La poesia di Campana è molto culturalizzata. È un magnifico ponte, una sintesi eccellente tra antico e modernità. Penso al ritmo cantilenante reso dalla continua iterazione e ripetizione anaforica che fa del linguaggio poetico quasi un rito iniziatico, misterico, premonitore… E ben si adatta a questo stile un tema senza tempo come la morte, nel caso specifico dolce fanciulla che al tempo stesso culla il poeta e si fa compagna delle tenebre e dell’oscurità. E come D’Annunzio invita Ermione ad “ascoltare” la magia della pioggia, qui Campana estende il medesimo invito all’ascolto di una dimensione spirituale e primigenia, che diviene una cosa sola col sopraggiungere della notte. La sua voce non si fa attendere: l’onomatopeico “più” del poeta notturno non può non evocare il pascoliano “chiù”, o il “nevermore”di Poe. Eppure, nonostante gli evidenti rimandi letterari, il lettore resta meravigliato dinanzi al canto ispirato di un poeta la cui importanza ancora oggi non mi risulta riconosciuta.

Yumiko Nakajima
Mi sembra che nelle “Bestie” Tozzi fa affidarsi al flusso della coscienza, inserendo il paesaggio senese, racconta memoria con l’umore inerte, e racconta le sue memorie incise nel profondo. All’improvviso appare l’animale e gli insetti, e ci spaventa dal suo modo della descrizione con la crudelta’, sopratutto quello di rospo.

Artur Spanjolli
Se ci sono due storie che meritano che l’umanità ricordi per sempre quelle sono: Iliade e Odissea. La mente che ha concepito , specialmente la seconda storia, è stata la mente più brillante del narrare umano. Ogni elemento è nel posto che deve essere. Ulisse in via di ritorno. Proci che meritano il castigo. Penelope, eroica e fiduciosa, che non perde mai la speranza, contraria a Elena, ignobile e dissacrale, Ulisse che tutto narra con flashback, Telemaco , cresciuto che cerca il padre. Questa attesa mitica, questo prolungamento sapiente dei fatti, vicino alla finale, sono gli ingredienti grandiosi , per scrivere un ritorno epico, una vendetta sacrosanta, un finale migliore che ogni ingegno umano, ogni vivida e geniale immaginazione può inventare. Nobel per ogni elemento ivi legato gli darei. Questa attesa mitica di Penelope, nel nome del amore, il flusso d’ energia negativa dei proci che premono con la persistente richiesta di comodo: scegli uno di noi. Il re non torna più! Il figlio Telenaco che cerca il suo padre. Il re. Perfino il cane Argo ha una valenza mitologica nella sua attesa di 20 anni, nel riconoscere il padrone e crollare alla fine morto. Quanto può vivere un cane? 17 anni? Omero portando l’età del cane a 21, forse 22, fino al inverosimile insomma, da all’animale più vicino e fedele al uomo una valenza veramente mitica. C’è allora la bestia che non solo non abbandona mai, ma che anche serba l’odore del corpo del padrone, (Ulisse) per più di vent anni nella sua memoria canina. Geniale. Sublime. Omero è senza ombra di dubbio il più grande dei narratori!

Chiara Scidone
Ancora ricordo quando i programmi televisivi si interruppero, l’11 settembre del 2001, per annunciare l’attacco delle torri gemelle a New York. Io stessa ho visitato il ground Zero, quella piazza, un vuoto enorme, un cimitero a cielo aperto. La tristezza e il dolore anche a distanza di anni sono sempre nell’aria. Questa poesia di Luzi ci aiuta a ricordare l’avvenuto invitandoci ad accantonare l’alterigia e a conseguire la pace, tutti insieme. Una poesia che ci porta ad avere speranza che disgrazie come questa non succedano più.
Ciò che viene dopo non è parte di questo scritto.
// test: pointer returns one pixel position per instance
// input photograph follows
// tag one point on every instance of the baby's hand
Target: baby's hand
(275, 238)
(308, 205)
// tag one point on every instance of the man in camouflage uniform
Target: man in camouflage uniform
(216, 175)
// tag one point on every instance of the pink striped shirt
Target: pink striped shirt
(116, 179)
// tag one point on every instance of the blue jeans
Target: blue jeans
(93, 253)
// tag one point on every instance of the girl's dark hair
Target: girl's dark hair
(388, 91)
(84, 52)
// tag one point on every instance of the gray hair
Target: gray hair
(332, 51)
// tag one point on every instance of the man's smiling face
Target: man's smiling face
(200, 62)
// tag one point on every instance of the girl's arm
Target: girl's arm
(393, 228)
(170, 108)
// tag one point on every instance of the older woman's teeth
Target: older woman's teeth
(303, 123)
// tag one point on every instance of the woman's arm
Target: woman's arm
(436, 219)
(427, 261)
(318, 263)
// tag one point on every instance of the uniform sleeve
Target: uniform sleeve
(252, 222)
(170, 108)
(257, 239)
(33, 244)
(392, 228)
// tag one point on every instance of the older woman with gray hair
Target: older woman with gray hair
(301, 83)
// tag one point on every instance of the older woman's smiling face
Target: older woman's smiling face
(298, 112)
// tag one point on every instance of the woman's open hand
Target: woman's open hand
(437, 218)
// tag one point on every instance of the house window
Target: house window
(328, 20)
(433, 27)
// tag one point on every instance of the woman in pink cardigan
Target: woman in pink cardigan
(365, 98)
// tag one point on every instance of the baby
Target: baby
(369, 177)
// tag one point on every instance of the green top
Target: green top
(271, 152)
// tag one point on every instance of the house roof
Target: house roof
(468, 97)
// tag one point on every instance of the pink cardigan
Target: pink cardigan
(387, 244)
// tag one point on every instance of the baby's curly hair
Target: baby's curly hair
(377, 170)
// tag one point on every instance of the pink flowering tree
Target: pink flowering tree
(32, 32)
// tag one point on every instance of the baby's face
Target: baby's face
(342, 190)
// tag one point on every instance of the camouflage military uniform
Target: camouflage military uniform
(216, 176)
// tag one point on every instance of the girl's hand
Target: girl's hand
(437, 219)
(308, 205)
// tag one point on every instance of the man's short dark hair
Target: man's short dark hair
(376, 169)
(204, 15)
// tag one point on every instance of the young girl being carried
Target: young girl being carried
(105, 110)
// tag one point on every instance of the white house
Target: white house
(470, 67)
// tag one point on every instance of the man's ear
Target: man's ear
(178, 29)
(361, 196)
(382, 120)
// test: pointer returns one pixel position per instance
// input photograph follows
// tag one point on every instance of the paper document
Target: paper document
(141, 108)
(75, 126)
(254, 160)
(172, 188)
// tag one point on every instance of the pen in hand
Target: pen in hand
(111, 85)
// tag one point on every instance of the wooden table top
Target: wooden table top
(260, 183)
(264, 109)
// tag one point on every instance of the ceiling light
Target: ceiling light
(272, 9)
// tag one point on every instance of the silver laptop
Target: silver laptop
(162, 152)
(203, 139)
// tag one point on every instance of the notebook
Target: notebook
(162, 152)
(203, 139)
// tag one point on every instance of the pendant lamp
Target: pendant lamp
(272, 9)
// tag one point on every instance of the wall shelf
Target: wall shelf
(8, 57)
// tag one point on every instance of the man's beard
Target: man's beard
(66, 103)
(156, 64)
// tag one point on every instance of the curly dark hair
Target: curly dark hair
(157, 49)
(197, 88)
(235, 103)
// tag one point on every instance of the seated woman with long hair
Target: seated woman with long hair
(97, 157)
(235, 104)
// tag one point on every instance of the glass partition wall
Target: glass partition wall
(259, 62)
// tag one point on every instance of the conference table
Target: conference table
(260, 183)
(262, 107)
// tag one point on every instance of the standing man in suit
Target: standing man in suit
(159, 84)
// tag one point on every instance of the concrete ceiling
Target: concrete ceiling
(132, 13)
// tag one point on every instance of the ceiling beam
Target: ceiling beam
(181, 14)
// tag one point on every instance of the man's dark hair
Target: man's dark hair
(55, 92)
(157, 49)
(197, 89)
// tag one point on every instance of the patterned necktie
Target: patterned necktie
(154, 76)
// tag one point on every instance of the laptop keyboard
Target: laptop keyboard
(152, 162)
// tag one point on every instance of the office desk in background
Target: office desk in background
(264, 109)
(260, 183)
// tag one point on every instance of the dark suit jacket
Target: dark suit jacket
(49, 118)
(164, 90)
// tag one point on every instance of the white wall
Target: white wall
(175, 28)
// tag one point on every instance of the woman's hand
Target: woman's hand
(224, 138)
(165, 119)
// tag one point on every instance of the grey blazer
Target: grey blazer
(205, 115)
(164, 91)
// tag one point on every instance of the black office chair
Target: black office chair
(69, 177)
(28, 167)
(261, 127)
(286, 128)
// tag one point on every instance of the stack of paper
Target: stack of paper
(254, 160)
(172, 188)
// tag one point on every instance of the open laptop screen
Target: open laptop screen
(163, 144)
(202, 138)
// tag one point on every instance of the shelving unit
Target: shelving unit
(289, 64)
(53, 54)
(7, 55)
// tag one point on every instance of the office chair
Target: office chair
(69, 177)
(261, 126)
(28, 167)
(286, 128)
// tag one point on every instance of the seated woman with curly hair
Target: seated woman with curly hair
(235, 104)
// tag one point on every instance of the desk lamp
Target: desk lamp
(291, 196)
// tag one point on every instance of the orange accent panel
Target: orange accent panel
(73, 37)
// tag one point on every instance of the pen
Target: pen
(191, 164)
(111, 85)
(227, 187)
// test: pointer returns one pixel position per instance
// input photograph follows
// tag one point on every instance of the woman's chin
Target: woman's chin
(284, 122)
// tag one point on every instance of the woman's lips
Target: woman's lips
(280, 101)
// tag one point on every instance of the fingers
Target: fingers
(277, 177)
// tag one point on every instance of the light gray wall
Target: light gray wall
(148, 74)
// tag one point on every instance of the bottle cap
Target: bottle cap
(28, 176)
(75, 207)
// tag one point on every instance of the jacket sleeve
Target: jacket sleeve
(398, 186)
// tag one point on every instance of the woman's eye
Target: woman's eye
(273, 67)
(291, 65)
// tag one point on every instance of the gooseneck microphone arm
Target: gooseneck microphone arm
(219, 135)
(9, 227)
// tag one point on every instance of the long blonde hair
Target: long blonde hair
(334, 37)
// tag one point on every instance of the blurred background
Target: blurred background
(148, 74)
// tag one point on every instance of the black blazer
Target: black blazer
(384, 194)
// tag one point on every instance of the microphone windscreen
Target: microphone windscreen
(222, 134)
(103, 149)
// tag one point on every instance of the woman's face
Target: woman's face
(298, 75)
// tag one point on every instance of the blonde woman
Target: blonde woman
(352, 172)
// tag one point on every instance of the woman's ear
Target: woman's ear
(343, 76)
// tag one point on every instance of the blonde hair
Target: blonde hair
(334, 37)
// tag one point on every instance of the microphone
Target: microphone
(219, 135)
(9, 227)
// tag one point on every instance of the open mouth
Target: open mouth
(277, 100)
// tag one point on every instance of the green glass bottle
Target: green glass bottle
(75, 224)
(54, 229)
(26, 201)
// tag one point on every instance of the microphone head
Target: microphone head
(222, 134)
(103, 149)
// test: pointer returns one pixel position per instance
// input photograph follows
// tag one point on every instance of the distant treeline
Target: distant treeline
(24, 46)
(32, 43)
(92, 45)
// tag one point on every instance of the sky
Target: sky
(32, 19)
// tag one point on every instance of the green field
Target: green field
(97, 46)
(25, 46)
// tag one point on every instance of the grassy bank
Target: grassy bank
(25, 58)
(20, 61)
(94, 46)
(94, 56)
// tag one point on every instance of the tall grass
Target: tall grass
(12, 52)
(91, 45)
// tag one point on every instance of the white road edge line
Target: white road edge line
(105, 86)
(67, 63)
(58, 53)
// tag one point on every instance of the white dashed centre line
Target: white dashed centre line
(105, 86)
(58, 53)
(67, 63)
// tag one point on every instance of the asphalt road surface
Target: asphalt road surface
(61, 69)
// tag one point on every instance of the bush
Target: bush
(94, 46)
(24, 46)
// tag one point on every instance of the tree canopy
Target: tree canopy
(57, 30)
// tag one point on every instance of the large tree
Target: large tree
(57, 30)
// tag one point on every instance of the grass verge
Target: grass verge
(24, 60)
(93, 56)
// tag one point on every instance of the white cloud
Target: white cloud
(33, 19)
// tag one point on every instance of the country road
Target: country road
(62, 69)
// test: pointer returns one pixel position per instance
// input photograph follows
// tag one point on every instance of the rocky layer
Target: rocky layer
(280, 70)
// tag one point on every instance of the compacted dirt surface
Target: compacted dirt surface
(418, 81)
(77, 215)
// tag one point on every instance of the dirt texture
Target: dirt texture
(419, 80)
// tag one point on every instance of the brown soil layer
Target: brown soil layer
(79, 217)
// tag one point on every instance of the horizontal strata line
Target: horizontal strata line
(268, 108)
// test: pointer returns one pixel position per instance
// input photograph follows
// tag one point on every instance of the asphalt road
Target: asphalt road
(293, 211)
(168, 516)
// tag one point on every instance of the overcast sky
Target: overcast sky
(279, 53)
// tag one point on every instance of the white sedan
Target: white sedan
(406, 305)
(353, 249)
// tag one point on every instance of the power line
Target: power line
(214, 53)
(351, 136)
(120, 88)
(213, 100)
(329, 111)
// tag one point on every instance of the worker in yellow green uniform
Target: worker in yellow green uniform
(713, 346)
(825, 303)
Una descrizione degli inferi, quella di Rilke, molto dettagliata, un Orfeo che cammina muto e impaziente di riavere la sua amata, sapendo di averla a pochi passi. Ma ormai lei è diventata parte integrante degli inferi, così tanto che quando lui si gira, non lo riconosce. La morte ha vinto di nuovo, purtroppo per l’ennesima volta ha avuto la meglio sulla vita.

Sabina Candela
Vigore, forza, verità, vita, sensualità… sacro e profano, in Patrizia Valduga, indissolubilmente coniugati, incarnati da una parola che si staglia vivida e ci cattura, poiché da’ il senso del tutto, lo manifesta senza inutili orpelli, riuscendo a rendere straordinariamente ciò che… è!